Checking the logs is a good idea, I'll do that as soon as I get access to them. Webmaster tools will give useful info too when I can do that. They come up for a company name search but not expecting them to rank for much else.

Dimitri

10:06 pm on Jan 23, 2017 (gmt 0)

May be you should also identify why the robots.txt was blocking all the pages. There might be a reason, to take in consideration too.

lucy24

10:29 pm on Jan 23, 2017 (gmt 0)

I simply get another two entires for the homepage with different titles

That's characteristic of any site that's fully roboted-out. Since they can't crawl, they don't know about the site's preferred name (with or without www) or protocol (https or not). They may even offer up a nonexistent /m/ version.

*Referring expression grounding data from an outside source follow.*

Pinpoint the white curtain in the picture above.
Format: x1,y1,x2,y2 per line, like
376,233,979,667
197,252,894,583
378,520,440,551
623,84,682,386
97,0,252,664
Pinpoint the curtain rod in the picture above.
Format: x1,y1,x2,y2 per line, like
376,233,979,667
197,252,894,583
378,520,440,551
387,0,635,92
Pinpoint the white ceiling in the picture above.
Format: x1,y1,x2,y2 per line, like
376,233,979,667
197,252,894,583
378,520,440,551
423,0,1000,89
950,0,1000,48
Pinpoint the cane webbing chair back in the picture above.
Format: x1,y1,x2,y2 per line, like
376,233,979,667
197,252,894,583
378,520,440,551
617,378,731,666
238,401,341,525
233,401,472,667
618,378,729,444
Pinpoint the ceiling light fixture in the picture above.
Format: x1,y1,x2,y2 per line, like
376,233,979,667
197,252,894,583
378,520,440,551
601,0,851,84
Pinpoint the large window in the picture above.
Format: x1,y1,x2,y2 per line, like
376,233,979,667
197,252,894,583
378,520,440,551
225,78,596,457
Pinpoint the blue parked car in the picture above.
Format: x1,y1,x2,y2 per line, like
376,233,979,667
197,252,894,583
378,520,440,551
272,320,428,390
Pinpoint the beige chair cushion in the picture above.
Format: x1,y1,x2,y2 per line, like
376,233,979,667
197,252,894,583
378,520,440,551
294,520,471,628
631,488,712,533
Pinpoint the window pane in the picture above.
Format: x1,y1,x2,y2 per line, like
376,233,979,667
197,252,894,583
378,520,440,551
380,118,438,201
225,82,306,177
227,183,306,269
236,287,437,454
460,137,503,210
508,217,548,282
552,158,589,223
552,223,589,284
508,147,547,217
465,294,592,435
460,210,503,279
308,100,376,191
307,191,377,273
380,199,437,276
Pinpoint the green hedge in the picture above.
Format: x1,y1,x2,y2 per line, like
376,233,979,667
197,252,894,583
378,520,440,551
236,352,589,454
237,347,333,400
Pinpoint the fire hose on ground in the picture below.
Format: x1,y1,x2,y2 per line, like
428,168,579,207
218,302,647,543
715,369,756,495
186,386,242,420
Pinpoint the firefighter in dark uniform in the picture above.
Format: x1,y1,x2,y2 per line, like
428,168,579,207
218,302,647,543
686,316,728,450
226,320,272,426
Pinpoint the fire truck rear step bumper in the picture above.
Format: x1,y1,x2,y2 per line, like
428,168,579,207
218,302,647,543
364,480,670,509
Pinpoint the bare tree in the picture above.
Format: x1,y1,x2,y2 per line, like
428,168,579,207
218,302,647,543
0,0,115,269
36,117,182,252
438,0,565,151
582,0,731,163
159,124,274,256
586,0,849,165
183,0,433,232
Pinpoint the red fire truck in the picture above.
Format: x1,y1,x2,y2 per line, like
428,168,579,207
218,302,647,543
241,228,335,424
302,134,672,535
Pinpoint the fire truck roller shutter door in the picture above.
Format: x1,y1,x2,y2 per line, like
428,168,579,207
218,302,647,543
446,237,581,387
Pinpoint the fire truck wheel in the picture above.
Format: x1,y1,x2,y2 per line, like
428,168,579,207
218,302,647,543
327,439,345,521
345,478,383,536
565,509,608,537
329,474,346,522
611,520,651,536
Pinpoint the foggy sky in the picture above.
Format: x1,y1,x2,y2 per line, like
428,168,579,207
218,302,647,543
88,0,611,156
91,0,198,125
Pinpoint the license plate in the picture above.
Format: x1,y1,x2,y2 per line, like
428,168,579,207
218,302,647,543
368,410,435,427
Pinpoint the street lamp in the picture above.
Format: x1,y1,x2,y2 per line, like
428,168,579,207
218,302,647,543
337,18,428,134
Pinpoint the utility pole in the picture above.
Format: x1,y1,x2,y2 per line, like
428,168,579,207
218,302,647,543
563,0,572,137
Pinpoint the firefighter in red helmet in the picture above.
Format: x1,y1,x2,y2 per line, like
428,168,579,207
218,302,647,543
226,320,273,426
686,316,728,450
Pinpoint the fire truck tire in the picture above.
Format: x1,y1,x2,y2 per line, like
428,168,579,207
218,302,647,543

A "penalty" isn't really relevant, since there has never been anything to apply a penalty to. What you're really talking about is a site that was previously not indexed and is now entering the index--almost as if it's a brand-new site that just happens to have the same name as a pre-existing site. In fact, for all Google knows, it is a brand-new site.

phranque

10:57 pm on Jan 23, 2017 (gmt 0)

The server logs won't tell you much. Once googlebot has received the robots.txt file it will not request any URLs that are excluded.

Made In Sheffield

11:05 pm on Jan 23, 2017 (gmt 0)

Thanks. So in terms of it being effectively a new site, is it better to just drop the robots.txt, or release the pages steadily over a period of time?

aristotle

1:33 am on Jan 24, 2017 (gmt 0)

The server logs won't tell you much. Once googlebot has received the robots.txt file it will not request any URLs that are excluded.

My thought was that the logs would tell you how often googlebot comes around to check. If robots.txt hasn't changed in ten years, and the site hardly gets any traffic, then googlebot might not show up very often. This might be useful information

rainborick

1:58 am on Jan 24, 2017 (gmt 0)

Don't worry about unblocking the site. Google isn't a giant game of "gotcha" with secret rules. It isn't an unheard-of situation for a website to have a complete block for an extended period and then later purposely become unblocked. But don't delete the robots.txt file. Change it to:

User-agent: *
Disallow:

so that you send an affirmative signal that you deliberately removed the blocking instruction and didn't just accidentally delete the robots.txt file. I'd follow this up by using the robots.txt Tester in the Crawl menu of GSC to have Google immediately fetch the updated file, and then use the Fetch As Google tool to fetch and submit the home page to the index.

lucy24

2:12 am on Jan 24, 2017 (gmt 0)

If robots.txt hasn't changed in ten years, and the site hardly gets any traffic, then googlebot might not show up very often.

I checked logs for my test site, which is 100% roboted-out. On average, the Googlebot (and also the bingbot) continues to get robots.txt once every day or so. That's for a site that has existed in the same form for several years; I only looked at the past year's logs.

If you make a substantial change in robots.txt, it may take a day or so for the major search engines to notice--but when they do, you can expect a full top-to-bottom crawl almost immediately.

Made In Sheffield

2:27 am on Jan 24, 2017 (gmt 0)

Thanks all for the advice.

@rainborick great plan, I'm going to follow that, thank you.